Architecture

Overview

Synchro is a standalone, offline-first sync library for Go + PostgreSQL. It provides bidirectional data synchronization between mobile/desktop clients and a PostgreSQL server using WAL-based change detection, a bucketed changelog, and checkpoint-based cursors.

graph LR
    subgraph Client
        A[Local DB
SQLite] --- B[Changelog]
    end
    subgraph Server
        C[App Tables
RLS-enforced]
        D[sync_changelog
bucketed, monotonic]
        E[sync_clients
per-device state]
        F[WAL Consumer
pglogrepl]
    end
    A <-->|push/pull
HTTP/JSON| C
    C --> F
    F --> D

High-Level Architecture

WAL —> Changelog —> Bucketed Pull

WAL capture — A wal.Consumer connects to a PostgreSQL logical replication slot (pgoutput protocol). It receives INSERT/UPDATE/DELETE events for registered tables.
Bucket assignment — Each WAL event passes through a BucketAssigner (typically the OwnershipResolver) to determine which buckets the record belongs to (e.g., user:abc-123, global).
Changelog write — One sync_changelog row per bucket is written with a monotonic BIGSERIAL sequence number.
Pull — Clients pull changes by querying sync_changelog WHERE bucket_id = ANY(subs) AND seq > checkpoint, hydrating records from app tables, then advancing the checkpoint.

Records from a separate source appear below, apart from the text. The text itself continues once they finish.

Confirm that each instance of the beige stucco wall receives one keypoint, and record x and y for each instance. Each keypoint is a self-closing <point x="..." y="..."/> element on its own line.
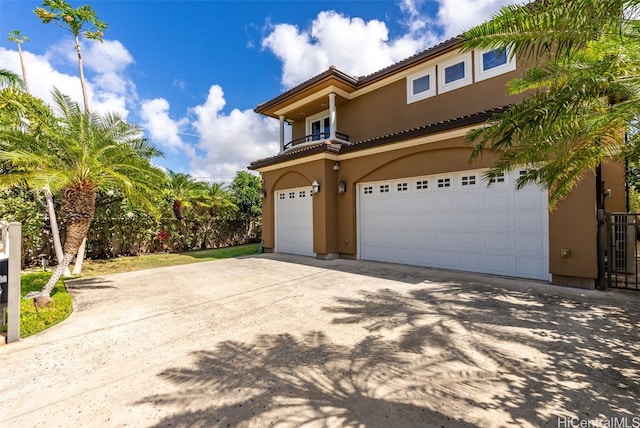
<point x="385" y="110"/>
<point x="572" y="225"/>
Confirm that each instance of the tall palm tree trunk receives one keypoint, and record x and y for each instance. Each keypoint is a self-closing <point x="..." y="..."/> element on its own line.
<point x="78" y="206"/>
<point x="83" y="84"/>
<point x="75" y="234"/>
<point x="55" y="232"/>
<point x="24" y="70"/>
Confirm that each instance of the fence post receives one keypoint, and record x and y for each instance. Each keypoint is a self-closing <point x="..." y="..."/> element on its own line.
<point x="14" y="253"/>
<point x="601" y="245"/>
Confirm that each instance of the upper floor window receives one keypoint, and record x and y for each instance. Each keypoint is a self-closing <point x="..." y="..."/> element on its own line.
<point x="318" y="126"/>
<point x="491" y="63"/>
<point x="421" y="85"/>
<point x="454" y="73"/>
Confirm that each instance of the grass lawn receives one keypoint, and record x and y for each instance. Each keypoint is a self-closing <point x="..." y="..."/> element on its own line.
<point x="150" y="261"/>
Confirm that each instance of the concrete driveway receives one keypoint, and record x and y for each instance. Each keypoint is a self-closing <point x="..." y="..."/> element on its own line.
<point x="292" y="341"/>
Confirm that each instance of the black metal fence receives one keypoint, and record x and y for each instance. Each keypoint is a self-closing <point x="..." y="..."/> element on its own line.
<point x="622" y="254"/>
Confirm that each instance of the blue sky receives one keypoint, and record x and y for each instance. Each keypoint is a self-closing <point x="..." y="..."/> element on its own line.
<point x="191" y="72"/>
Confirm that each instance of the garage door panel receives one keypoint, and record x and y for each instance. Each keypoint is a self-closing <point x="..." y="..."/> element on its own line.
<point x="496" y="199"/>
<point x="463" y="224"/>
<point x="294" y="221"/>
<point x="474" y="241"/>
<point x="529" y="266"/>
<point x="498" y="242"/>
<point x="470" y="220"/>
<point x="499" y="264"/>
<point x="469" y="200"/>
<point x="497" y="221"/>
<point x="442" y="201"/>
<point x="529" y="221"/>
<point x="469" y="261"/>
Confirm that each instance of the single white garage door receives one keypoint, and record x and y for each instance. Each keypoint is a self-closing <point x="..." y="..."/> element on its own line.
<point x="294" y="221"/>
<point x="456" y="221"/>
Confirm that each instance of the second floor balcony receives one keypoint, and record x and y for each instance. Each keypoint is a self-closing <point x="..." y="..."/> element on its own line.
<point x="317" y="137"/>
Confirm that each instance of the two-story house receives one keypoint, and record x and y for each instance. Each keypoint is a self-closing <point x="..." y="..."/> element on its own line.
<point x="377" y="169"/>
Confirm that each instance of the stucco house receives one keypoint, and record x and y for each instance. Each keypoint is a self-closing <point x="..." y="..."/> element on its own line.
<point x="377" y="169"/>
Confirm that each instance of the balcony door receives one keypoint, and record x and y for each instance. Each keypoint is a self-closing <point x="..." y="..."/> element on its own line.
<point x="320" y="128"/>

This gives O(log n) pull queries (indexed by bucket_id, seq) and complete decoupling between write and read paths.

Component Responsibilities

Engine (`engine.go`)

Top-level orchestrator. Holds all dependencies and exposes RegisterClient(), Push(), Pull(), Snapshot(), TableMetadata(), Schema(), RunCompaction(), StartCompaction(), and manifest inspection helpers (CurrentSchemaManifest(), SchemaManifestHistory()). Wires together the push/pull processors, conflict resolver, ownership resolver, compactor, schema store, and hooks.

Registry (`registry.go`)

Holds TableConfig entries that define sync behavior per table: PushPolicy, ownership column, parent relationships, protected columns, sync column projections, dependencies, and bucket configuration.

Validates the full config graph at engine startup: checks parent chains terminate at an owner, detects cycles, and enforces that pushable tables have ownership paths.

Push Processor (`push.go`)

Handles client-to-server writes inside a single database transaction:

Create — Inserts new records, enforces ownership column, handles resurrection of soft-deleted records.
Update — Runs conflict resolution (LWW by default), applies allowed columns via deny-list filtering.
Delete — Soft-deletes via deleted_at = now(), idempotent for already-deleted records.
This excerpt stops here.